Seven states and more than 100 tribes wrote letters in support of the defendants. The Goldwater Institute, a Phoenix-based libertarian organization that has challenged ICWA in courts, wrote in favor of the plaintiffs.
"Today’s decision is a great victory for the rights of Native American children throughout the United States, who deserve the same strong protections against abuse and neglect as their peers of other races,” Timothy Sandefur, the organization's vice president for litigation, said in a press release. “ICWA denies them that protection and prioritizes their race over all other considerations."
That notion that the law is race-based and an unconstitutional use of race is the longest and perhaps the most controversial part of O'Connor's ruling.
O'Connor said ICWA is a race-based law because it defines Native American children as any child who is not just a member of a tribe but is eligible to join one based on their ancestry. And he said ICWA doesn't pass the "strict scrutiny review" that shows that the law is narrowly tailored and furthers a compelling government interest.
"The statute is broader than necessary because it establishes standards that are unrelated to specific tribal interests and applies those standards to potential Indian children," O'Connor wrote.
The defendants argued that ICWA defines Native children based on political categories related to tribal membership, not race.
Fletcher said the Supreme Court has long held that Indian law, in general, is about "questions of politics, not race" and treaty relations.
While courts records show the defendants have yet to appeal the case, Fletcher said the U.S government always appeals cases it loses, and he is confident the tribes will join in, too.
In response to the ruling, the Department of the Interior, one of the government defendants, said it strongly opposes any effort to undermine ICWA.
"For nearly forty years, child advocacy organizations across the United States have considered the Indian Child Welfare Act to be the gold standard of child welfare policy, " Tara Mac Lean Sweeney, assistant secretary of Indian Affairs, said in a news release.

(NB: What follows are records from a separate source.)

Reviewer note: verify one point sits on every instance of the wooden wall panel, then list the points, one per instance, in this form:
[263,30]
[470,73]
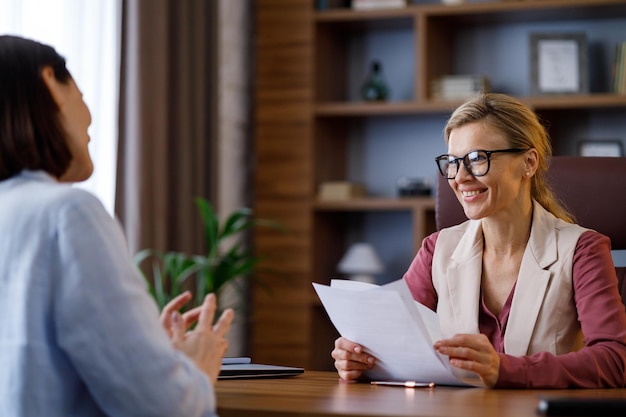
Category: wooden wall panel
[281,300]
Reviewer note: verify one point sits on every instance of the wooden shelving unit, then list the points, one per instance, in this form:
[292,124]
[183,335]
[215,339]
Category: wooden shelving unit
[304,115]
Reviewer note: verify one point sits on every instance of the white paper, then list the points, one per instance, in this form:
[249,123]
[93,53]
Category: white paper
[558,66]
[392,327]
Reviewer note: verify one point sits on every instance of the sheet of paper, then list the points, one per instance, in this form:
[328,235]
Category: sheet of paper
[387,323]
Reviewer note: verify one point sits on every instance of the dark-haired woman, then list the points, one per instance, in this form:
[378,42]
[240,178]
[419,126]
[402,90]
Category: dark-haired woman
[79,333]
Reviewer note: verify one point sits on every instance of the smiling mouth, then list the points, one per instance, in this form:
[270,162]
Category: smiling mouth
[471,193]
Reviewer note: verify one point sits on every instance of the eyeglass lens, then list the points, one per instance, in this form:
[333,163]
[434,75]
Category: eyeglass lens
[476,162]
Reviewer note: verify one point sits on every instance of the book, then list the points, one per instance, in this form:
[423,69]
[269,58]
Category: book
[459,86]
[377,4]
[395,329]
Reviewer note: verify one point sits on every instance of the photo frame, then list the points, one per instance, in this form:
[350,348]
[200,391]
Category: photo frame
[601,148]
[559,63]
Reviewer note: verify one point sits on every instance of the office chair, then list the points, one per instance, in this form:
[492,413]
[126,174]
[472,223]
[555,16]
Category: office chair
[592,188]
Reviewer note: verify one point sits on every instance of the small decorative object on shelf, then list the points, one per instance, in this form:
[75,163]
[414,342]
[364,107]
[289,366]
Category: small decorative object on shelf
[361,263]
[559,63]
[340,190]
[377,4]
[600,148]
[619,69]
[375,87]
[459,87]
[412,187]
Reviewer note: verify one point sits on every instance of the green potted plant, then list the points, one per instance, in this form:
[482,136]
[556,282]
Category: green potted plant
[226,258]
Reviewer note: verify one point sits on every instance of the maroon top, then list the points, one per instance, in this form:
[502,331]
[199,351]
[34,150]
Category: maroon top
[600,363]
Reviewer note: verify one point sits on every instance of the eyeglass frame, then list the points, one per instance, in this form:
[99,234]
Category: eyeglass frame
[455,160]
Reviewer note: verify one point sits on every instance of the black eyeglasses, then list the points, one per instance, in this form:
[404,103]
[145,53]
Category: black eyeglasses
[476,162]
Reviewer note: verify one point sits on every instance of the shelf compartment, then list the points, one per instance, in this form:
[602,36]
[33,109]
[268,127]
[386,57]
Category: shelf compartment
[547,102]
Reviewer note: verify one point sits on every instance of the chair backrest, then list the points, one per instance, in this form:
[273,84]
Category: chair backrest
[592,188]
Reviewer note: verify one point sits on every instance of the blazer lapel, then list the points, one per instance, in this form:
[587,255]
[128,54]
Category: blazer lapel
[532,283]
[464,276]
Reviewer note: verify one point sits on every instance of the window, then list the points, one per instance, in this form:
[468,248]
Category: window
[87,34]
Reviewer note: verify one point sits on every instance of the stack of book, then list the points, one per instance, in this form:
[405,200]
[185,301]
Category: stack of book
[377,4]
[459,87]
[619,69]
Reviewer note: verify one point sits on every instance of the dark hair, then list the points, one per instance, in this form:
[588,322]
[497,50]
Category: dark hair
[31,134]
[522,129]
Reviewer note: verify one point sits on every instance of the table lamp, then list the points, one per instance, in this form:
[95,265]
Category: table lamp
[361,262]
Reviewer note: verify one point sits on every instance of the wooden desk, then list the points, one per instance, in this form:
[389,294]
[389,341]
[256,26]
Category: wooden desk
[316,394]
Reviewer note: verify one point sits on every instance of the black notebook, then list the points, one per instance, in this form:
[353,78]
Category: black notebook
[573,407]
[255,370]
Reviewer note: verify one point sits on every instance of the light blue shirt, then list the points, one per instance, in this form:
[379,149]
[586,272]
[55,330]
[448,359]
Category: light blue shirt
[79,333]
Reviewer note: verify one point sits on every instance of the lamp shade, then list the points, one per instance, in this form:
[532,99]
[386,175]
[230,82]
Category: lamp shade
[361,262]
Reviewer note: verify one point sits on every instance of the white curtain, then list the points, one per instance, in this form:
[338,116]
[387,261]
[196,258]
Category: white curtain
[87,34]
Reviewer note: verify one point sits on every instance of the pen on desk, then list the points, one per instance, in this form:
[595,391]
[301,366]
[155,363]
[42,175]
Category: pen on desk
[405,384]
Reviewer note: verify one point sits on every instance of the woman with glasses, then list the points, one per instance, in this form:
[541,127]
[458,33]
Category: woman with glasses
[525,297]
[79,333]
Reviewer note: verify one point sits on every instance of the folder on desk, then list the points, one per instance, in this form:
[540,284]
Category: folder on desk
[392,327]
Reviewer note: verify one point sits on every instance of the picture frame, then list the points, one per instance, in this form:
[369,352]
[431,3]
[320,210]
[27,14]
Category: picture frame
[612,148]
[559,63]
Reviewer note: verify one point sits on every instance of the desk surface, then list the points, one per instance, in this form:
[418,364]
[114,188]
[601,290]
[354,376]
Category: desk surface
[316,394]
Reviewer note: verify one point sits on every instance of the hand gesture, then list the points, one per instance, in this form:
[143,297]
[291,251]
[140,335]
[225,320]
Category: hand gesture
[189,317]
[350,360]
[206,343]
[473,352]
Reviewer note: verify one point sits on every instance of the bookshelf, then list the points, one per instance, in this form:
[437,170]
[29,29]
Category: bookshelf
[311,127]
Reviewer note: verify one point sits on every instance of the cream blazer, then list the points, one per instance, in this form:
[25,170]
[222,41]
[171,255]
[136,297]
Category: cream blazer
[543,315]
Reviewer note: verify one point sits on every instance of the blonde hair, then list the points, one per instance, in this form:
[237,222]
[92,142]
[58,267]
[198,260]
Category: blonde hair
[522,129]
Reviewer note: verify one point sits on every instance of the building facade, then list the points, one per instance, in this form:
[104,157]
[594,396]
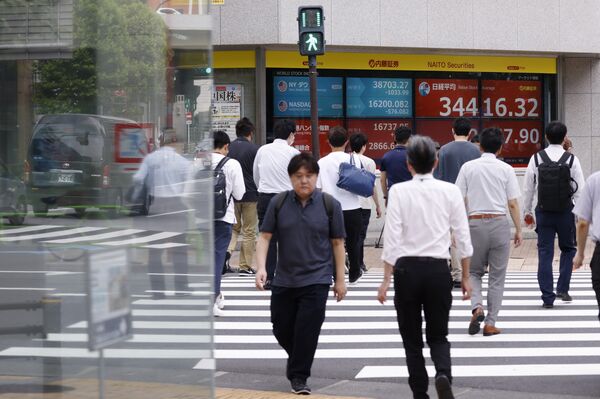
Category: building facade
[516,64]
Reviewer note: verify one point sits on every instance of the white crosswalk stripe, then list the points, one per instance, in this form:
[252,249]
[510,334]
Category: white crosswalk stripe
[99,236]
[534,341]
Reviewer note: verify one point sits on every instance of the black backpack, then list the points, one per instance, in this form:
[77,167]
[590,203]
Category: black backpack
[327,202]
[221,201]
[554,182]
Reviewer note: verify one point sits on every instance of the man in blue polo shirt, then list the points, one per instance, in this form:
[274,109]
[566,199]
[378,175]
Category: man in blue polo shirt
[310,228]
[394,168]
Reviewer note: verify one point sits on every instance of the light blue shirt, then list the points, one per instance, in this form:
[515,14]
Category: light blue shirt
[588,205]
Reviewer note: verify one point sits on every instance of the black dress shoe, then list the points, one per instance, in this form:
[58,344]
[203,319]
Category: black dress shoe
[299,387]
[443,387]
[564,296]
[476,319]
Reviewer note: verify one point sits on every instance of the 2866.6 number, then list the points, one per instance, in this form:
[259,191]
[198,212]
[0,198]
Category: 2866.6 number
[378,146]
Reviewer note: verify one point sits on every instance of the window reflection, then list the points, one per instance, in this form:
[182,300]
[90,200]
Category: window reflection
[85,100]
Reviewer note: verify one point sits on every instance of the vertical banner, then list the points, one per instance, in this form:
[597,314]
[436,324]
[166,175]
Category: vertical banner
[226,107]
[109,302]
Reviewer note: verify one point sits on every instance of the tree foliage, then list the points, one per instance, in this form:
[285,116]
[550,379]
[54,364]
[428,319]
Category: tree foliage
[117,64]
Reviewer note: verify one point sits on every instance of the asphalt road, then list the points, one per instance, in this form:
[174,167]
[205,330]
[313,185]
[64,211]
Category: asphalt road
[540,352]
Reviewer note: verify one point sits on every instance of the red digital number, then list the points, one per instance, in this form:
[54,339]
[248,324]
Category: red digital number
[303,136]
[380,133]
[446,98]
[511,99]
[521,139]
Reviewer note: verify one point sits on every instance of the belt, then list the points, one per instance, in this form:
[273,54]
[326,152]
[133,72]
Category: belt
[486,216]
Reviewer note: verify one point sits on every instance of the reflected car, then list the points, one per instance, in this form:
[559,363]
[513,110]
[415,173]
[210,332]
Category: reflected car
[84,161]
[13,197]
[168,11]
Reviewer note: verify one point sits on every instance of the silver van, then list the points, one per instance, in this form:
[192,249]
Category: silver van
[13,200]
[83,161]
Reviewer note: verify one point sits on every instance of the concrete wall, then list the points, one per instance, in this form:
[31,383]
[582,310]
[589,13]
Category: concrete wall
[582,109]
[565,26]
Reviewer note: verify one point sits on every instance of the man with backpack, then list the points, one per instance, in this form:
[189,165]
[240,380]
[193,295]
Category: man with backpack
[556,176]
[327,181]
[228,182]
[310,226]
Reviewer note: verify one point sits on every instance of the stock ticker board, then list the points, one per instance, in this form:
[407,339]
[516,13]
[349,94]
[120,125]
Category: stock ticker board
[377,106]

"The Department will continue to work with tribes and states to implement ICWA moving forward. We reiterate our support for ICWA’s goals of ensuring the safety of Indian children, maintaining Indian families and promoting tribal sovereignty," she said.
Mark Vargo, state's attorney for Pennington County, said he has yet to read the ruling but doesn't anticipate the county will make any changes to how it handles ICWA-related procedures.
He said the federal court's decision can be a persuasive authority for courts outside its jurisdiction in northern Texas. That means while the decision can influence outside courts, it's not an authoritative ruling that dictates what they must do.
"Unless and until a South Dakota District Court, the Eighth Circuit or the U.S. Supreme Court ruled similarly, we will follow the law," Vargo wrote in an email.